Yamaha Scorpio Versi Alaska

Assalamualaikum WRWB. Sebuah cerita di sore hari yang terdengar sangat membosankan, yah, itulah ceritaku. Kenapa? Karena disaat dunia dan orang-orangnya tergila-gila dengan blog, Jaller justru terdiam saja, tapi tak mengapa, hehe
Lepas dari itu semua, brothers semua, saya hanya sekedar mau menyampaikan beberapa info mengenai motor. Ceritanya sih, saya ini meniru pak taufik (tmcblog.com), indobiker, atau pak tri(triatmono.wordpress.com). sekedar iseng-iseng saja, karena memang tertarik.

Suatu hari, aku pergi ke Sitka, Alaska dalam rangka mengais sesuap nasi. Cuaca cerah waktu itu, hingga akhirnya dalam perjalananku aku berhenti karena tertarik dengan motor yamaha putih mirip ama Yamaha Scorpio.

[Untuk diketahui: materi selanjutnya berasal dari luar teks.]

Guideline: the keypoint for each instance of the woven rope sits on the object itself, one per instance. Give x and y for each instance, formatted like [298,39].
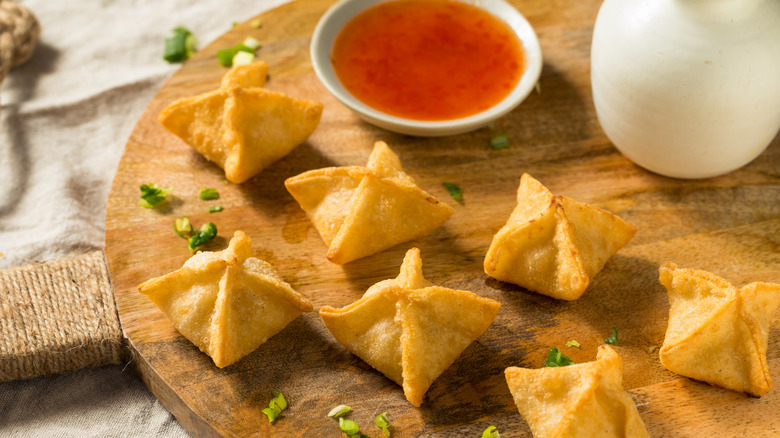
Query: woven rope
[19,30]
[58,317]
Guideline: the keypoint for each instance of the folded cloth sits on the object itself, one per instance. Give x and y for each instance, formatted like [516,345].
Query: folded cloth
[65,116]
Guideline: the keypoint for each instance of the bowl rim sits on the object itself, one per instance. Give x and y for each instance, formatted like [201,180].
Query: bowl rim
[331,23]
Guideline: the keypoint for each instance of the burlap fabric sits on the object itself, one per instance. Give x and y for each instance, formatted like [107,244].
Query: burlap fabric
[57,317]
[19,31]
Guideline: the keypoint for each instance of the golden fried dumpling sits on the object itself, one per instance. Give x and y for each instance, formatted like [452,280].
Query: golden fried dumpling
[718,333]
[227,303]
[360,211]
[554,245]
[241,127]
[408,329]
[581,400]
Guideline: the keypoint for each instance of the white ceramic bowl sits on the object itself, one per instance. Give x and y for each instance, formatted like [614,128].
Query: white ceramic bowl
[339,14]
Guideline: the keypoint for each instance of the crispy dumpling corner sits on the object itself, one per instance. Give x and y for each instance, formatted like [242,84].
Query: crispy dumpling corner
[242,127]
[584,399]
[360,211]
[554,245]
[717,333]
[227,303]
[408,329]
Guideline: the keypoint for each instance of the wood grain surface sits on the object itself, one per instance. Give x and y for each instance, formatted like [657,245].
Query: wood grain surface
[728,225]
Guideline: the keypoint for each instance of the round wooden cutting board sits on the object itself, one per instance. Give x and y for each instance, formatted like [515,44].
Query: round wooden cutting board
[728,225]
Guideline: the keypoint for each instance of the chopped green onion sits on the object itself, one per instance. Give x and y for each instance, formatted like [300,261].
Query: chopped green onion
[252,43]
[275,406]
[612,339]
[207,232]
[382,423]
[208,194]
[243,58]
[491,432]
[225,56]
[151,195]
[179,45]
[499,141]
[348,426]
[556,359]
[339,411]
[455,191]
[183,227]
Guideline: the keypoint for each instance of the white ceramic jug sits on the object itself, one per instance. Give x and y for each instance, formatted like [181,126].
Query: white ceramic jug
[688,88]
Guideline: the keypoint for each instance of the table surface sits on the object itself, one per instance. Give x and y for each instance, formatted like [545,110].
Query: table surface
[727,225]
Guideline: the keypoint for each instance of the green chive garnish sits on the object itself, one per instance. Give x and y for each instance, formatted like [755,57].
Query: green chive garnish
[556,359]
[275,406]
[499,141]
[382,422]
[208,194]
[225,56]
[612,339]
[179,45]
[207,232]
[455,191]
[151,195]
[491,432]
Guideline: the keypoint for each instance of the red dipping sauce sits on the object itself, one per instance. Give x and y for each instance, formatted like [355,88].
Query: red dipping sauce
[428,60]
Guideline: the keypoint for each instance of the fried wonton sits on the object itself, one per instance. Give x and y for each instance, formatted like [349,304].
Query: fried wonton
[408,329]
[227,303]
[581,400]
[241,127]
[554,245]
[718,333]
[360,211]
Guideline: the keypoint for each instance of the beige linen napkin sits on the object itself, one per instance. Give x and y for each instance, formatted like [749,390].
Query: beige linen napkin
[64,120]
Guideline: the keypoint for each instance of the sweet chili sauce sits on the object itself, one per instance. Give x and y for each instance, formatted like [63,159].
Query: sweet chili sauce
[428,59]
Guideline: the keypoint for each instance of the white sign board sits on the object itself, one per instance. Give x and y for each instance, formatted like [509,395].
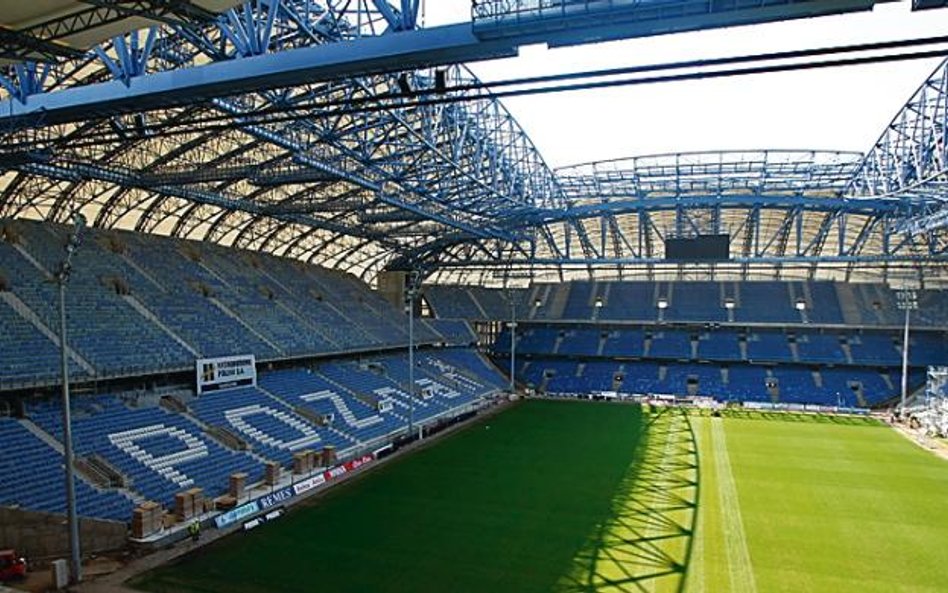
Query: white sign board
[226,372]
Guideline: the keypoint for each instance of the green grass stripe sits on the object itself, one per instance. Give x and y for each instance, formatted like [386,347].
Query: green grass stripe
[738,556]
[503,506]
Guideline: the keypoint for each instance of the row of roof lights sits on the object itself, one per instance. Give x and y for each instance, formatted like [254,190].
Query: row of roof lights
[662,303]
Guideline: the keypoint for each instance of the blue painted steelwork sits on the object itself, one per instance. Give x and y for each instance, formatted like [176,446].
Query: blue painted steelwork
[457,186]
[348,190]
[780,208]
[571,22]
[386,40]
[909,162]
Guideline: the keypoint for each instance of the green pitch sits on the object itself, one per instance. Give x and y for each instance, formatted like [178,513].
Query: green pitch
[582,497]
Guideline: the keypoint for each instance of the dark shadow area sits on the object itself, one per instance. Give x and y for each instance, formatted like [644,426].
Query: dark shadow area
[802,417]
[646,543]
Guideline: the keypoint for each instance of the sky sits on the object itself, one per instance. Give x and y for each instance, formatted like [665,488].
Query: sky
[834,109]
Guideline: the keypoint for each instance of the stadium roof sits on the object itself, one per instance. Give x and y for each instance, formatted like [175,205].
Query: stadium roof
[373,172]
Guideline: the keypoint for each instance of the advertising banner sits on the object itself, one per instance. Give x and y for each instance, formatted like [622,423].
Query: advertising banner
[236,514]
[277,498]
[309,484]
[214,374]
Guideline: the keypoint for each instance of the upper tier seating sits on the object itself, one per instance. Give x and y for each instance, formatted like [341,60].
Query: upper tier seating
[752,302]
[139,304]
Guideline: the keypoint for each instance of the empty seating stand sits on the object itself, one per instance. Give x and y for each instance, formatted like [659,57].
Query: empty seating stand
[34,479]
[161,453]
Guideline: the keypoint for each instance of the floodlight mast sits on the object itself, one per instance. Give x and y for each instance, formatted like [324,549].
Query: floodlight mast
[907,300]
[414,282]
[508,292]
[62,278]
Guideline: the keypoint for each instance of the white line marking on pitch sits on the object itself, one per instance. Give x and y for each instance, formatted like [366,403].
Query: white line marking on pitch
[738,557]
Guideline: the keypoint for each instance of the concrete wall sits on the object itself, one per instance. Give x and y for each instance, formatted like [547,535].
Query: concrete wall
[45,535]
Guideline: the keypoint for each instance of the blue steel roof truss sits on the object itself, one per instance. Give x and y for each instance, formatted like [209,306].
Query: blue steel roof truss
[437,185]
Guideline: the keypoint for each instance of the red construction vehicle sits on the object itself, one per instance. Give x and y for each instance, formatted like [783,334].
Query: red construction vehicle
[12,567]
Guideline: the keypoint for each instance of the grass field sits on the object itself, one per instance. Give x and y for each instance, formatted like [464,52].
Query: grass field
[571,497]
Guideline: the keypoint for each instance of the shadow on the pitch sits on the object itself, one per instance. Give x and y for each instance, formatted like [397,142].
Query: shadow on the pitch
[806,418]
[645,544]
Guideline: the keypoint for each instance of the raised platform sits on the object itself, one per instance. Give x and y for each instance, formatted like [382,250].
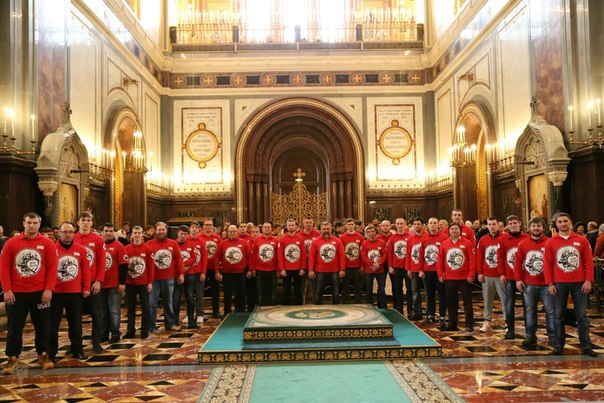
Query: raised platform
[227,345]
[272,323]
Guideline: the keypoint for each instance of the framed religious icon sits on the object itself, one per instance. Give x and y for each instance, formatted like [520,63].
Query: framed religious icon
[201,145]
[395,142]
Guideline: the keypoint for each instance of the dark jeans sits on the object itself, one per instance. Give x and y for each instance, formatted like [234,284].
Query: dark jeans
[194,296]
[266,284]
[214,287]
[72,303]
[293,277]
[27,302]
[400,276]
[132,291]
[112,306]
[381,280]
[454,287]
[322,280]
[234,283]
[353,277]
[580,304]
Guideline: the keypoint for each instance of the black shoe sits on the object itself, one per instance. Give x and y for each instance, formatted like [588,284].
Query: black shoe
[80,355]
[590,352]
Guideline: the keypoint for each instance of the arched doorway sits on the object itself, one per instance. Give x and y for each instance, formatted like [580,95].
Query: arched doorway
[128,187]
[471,192]
[299,133]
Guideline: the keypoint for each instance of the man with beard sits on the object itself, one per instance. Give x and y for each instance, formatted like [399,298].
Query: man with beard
[264,265]
[489,271]
[292,262]
[507,256]
[211,240]
[233,256]
[352,241]
[569,269]
[169,271]
[97,259]
[73,284]
[428,251]
[327,263]
[28,270]
[141,276]
[530,281]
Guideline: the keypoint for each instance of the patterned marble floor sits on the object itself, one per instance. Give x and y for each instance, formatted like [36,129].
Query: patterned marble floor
[480,367]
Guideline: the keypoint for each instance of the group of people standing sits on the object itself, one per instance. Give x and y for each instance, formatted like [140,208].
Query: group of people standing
[45,278]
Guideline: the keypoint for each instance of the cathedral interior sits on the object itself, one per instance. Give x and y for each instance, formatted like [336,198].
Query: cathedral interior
[256,110]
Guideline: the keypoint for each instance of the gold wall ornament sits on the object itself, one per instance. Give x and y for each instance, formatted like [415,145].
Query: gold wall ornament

Saking tertariknya, saya mengambil beberapa photo dengan kamera saku. Hasilnya adalah beberapa gambar yang bisa kita nikmati bersama.
To the point aja, motor ini terlihat kekar dan cenderung simple. Perawakannya mendekati yamaha Scorpio. Mulai dari rangka sampai mesin bener-bener mirip, Cuma saja ukuran ban berbeda. Untuk bagian bodi, secara keseluruhan speknya dibuat untuk all purpose,terlihat dari aroma offroad yang kental mulai dari lampu depan, tangki hingga buritan.
Untuk mesin, hhmmmm saya kagak tau pasti, yang jelas perawakannya mirip Scorpio, karena gak ketemu ama pemiliknya, maka gak sempet tanya-tanya dan test drive. Sistem pendinginan masih menggunakan sirip alias berpendingin udara. Penggunaan sistem pendinginan ini disinyalir karena alaska beriklim subtropis yang amat dingin jadi masih oke jika menggunakan pendingin udara. Untuk pengabut bahan bakar disinyalir masih menggunakan karburator, karena setelah saya tengok, terdapat perangkat yang bentuknya mirip ama karburator.
Beralih ke bagian dasboard, alat penunjuk kecepatan alias spedometer amatlah jadul , lihat saja itu bentuknya kotak analog gitu. Sementara itu stang beraroma trail, meski bukan trail tulen, stang ini sebelas duabelas ama stang milik KLX 150. Tombol-tombolnya pun masih menggunakan desain jadul.
Well, saya tidak dapat bercerita panjang lebar karena saya orangnya super sibuk(atau sok sibuk ya?) dan jarang-jarang punya waktu buat menulis. Jadi saya sudahi dulu tulisan saya ini, biar jelek dan tanpa editan bahkan gak mirip ama tulisan pak taufik, pak tri atau indobiker, tapi saya sudah berusaha sekuat jari saya untuk mengetik. Cerita lanjutan untuk motor ini dapat diceritakan oleh beberapa photo yang berhasil saya dapat. A picture speaks a tousand words, some pictures speak a million words. Wassalamualaikum WRWB. Salam sejahtera dari perantau.